Prediction markets have been a hot topic, especially in the wake of the recent U.S. presidential election. On Election Day, we saw something curious: the odds for Donald Trump remained relatively stable throughout the day, hovering around 57% to 58%. It wasn’t until the polls closed and results started pouring in that we witnessed a dramatic shift, with Trump’s odds skyrocketing to 92.5% by midnight. This phenomenon raises a fascinating question about market efficiency and the flow of information.

The stability of prediction market odds during the day aligns with the idea of semi-strong form market efficiency. Essentially, this suggests that all publicly available information was already priced in before Election Day. Polls, news reports, and early voting data had been digested in the days leading up to the election, but on the day itself, not much new information emerged to sway the markets. Nate Silver, a well-known polling expert, echoed this sentiment, noting that Election Day can be relatively quiet until results start coming in.

However, one might wonder if campaign insiders had access to information that could have influenced their confidence throughout the day. Campaign teams often have large staffs monitoring voting sites and gathering data on turnout. They might be privy to exit polls conducted by major media organizations, although these results are typically kept under wraps until polls close. It’s plausible that campaign staffers could have had a more nuanced understanding of voter sentiment, yet this information didn’t seem to impact the prediction markets.

This leads us to two possible explanations. First, it could be that no one truly knows anything useful until the polls close. Alternatively, perhaps there is valuable information out there, but those who possess it choose not to trade, whether due to ethical concerns, the busyness of Election Day, or simply the lack of financial incentive in making small bets on prediction markets.

The recent election highlighted the growing significance of prediction markets. Just a couple of months ago, real-money election prediction markets were nearly illegal in the U.S., but now they are gaining traction. As reported by Bloomberg, these markets demonstrated their predictive power, often showing Trump as a favorite even when traditional polls suggested a closer race. This has led to speculation that prediction markets could soon become as normalized as sports betting.
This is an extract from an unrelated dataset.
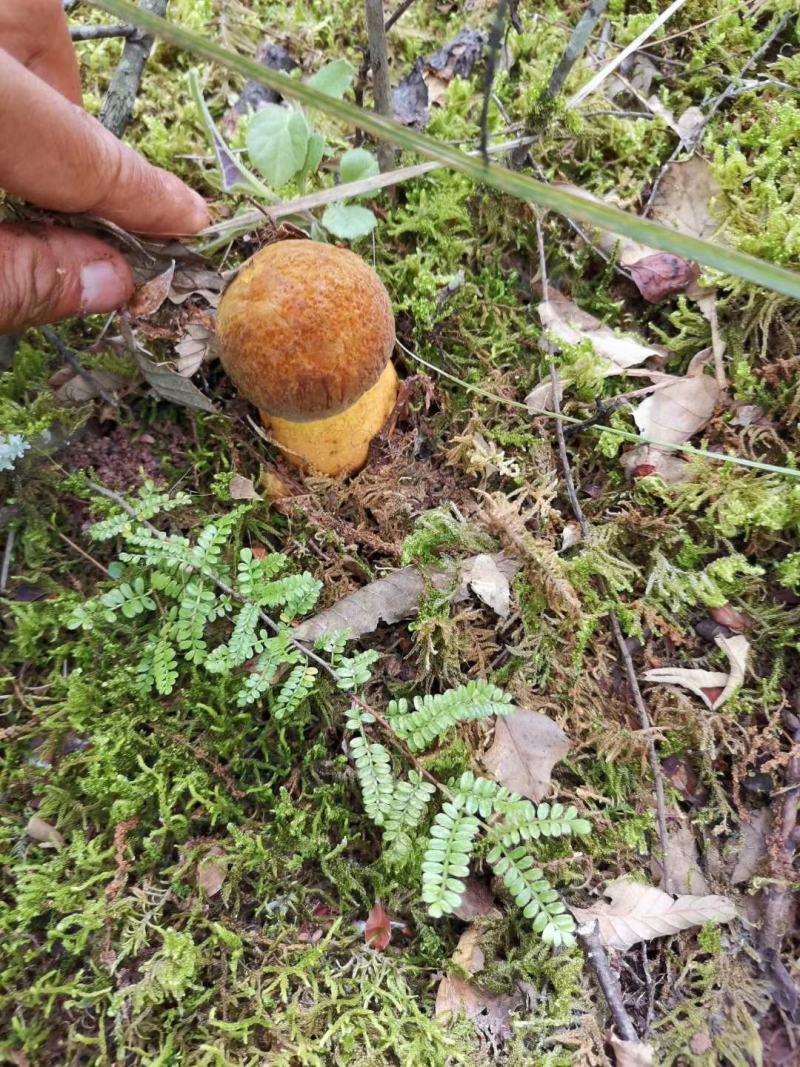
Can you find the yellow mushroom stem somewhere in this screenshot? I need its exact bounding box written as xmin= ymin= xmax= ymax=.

Yet, the question remains: will prediction markets ever achieve widespread popularity? Some experts argue that there’s limited natural demand for prediction market contracts. Savers, gamblers, and sharps—the three main types of market participants—don’t seem to find a compelling reason to engage with prediction markets. They lack the appeal of traditional savings devices or the thrill associated with gambling on sports events.

Despite these challenges, the potential for prediction markets to evolve remains. With the right regulatory environment, there’s an opportunity for these markets to attract more participants. The experience of legalized sports gambling suggests that there’s a sizable market for betting on various events, and prediction markets could tap into that demand. As we’ve seen with other financial instruments, innovative product designs could entice retail investors to engage with prediction markets in ways we haven’t yet imagined.

Interestingly, the presence of sharps—those who enter markets to profit from superior analysis—could also change the landscape. For instance, the story of Théo, a pseudonymous Frenchman who placed a massive bet on Trump, illustrates how informed trading can lead to significant profits. He conducted his own polling and identified trends that traditional polls missed, ultimately making a substantial return on his investment. If prediction markets can attract more participants like Théo, we could see a rise in the quality of information and analysis driving these markets.